Reputation: 1092
I'm working with a django application hosted on heroku with redistogo addon:nano pack. I'm using rq, to execute tasks in the background - the tasks are initiated by online users. I've a constraint on increasing number of connections, limited resources I'm afraid.
I'm currently having a single worker running over 'n' number of queues. Each queue uses an instance of connection from the connection pool to handle 'n' different types of task. For instance, lets say if 4 users initiate same type of task, I would like to have my main worker create child processes dynamically, to handle it. Is there a way to achieve required multiprocessing and concurrency?
I tried with multiprocessing
module, initially without introducing Lock()
; but that exposes and overwrites user passed data to the initiating function, with the previous request data. After applying locks, it restricts second user to initiate the requests by returning a server error - 500
github link #1: Looks like the team is working on the PR; not yet released though!
github link #2: This post helps to explain creating more workers at runtime.

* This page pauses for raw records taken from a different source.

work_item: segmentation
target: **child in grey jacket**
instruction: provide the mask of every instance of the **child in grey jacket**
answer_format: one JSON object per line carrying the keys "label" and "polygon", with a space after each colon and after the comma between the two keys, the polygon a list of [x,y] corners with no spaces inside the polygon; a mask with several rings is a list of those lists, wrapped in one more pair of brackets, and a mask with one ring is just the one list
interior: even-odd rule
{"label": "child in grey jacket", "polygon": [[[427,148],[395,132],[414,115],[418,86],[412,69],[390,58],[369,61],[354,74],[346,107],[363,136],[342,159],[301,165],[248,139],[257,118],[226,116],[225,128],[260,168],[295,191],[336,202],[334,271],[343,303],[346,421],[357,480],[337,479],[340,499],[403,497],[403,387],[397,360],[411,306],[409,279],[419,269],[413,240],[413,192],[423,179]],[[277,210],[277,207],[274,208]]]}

This solution however also overrides the data. The new request is again processed with the previous requests data.
Let me know if you need to see some code. I'll try to post a minimal reproducible snippet.
Any thoughts/suggestions/guidelines?
Upvotes: 0
Views: 1958
Reputation:
Did you get a chance to try AutoWorker?
Spawn RQ Workers automatically.
from autoworker import AutoWorker
aw = AutoWorker(queue='high', max_procs=6)
aw.work()
It makes use of multiprocessing
with StrictRedis
from redis
module and following imports from rq
from rq.contrib.legacy import cleanup_ghosts
from rq.queue import Queue
from rq.worker import Worker, WorkerStatus
Upvotes: 2
Reputation: 1092
After looking under the hood, I realised Worker
class is already implementing multiprocessing.
The work
function internally calls execute_job(job, queue)
which in turn as quoted in the module
Spawns a work horse to perform the actual work and passes it a job.
The worker will wait for the work horse and make sure it executes within the given timeout bounds,
or will end the work horse with SIGALRM.
The execute_job()
funtion makes a call to fork_work_horse(job, queue)
implicitly which spawns a work horse to perform the actual work and passes it a job as per the following logic:
def fork_work_horse(self, job, queue):
child_pid = os.fork()
os.environ['RQ_WORKER_ID'] = self.name
os.environ['RQ_JOB_ID'] = job.id
if child_pid == 0:
self.main_work_horse(job, queue)
else:
self._horse_pid = child_pid
self.procline('Forked {0} at {1}'.format(child_pid, time.time()))
The main_work_horse
makes an internal call to perform_job(job, queue)
which makes a few other calls to actually perform the job.
All the steps about The Worker Lifecycle mentioned over rq's official documentation page are taken care within these calls.
It's not the multiprocessing I was expecting, but I guess they have a way of doing things. However my original post is still not answered with this, also I'm still not sure about concurrency..
The documentation there still needs to be worked upon, since it hardly covers the true essence of this library!
Upvotes: 0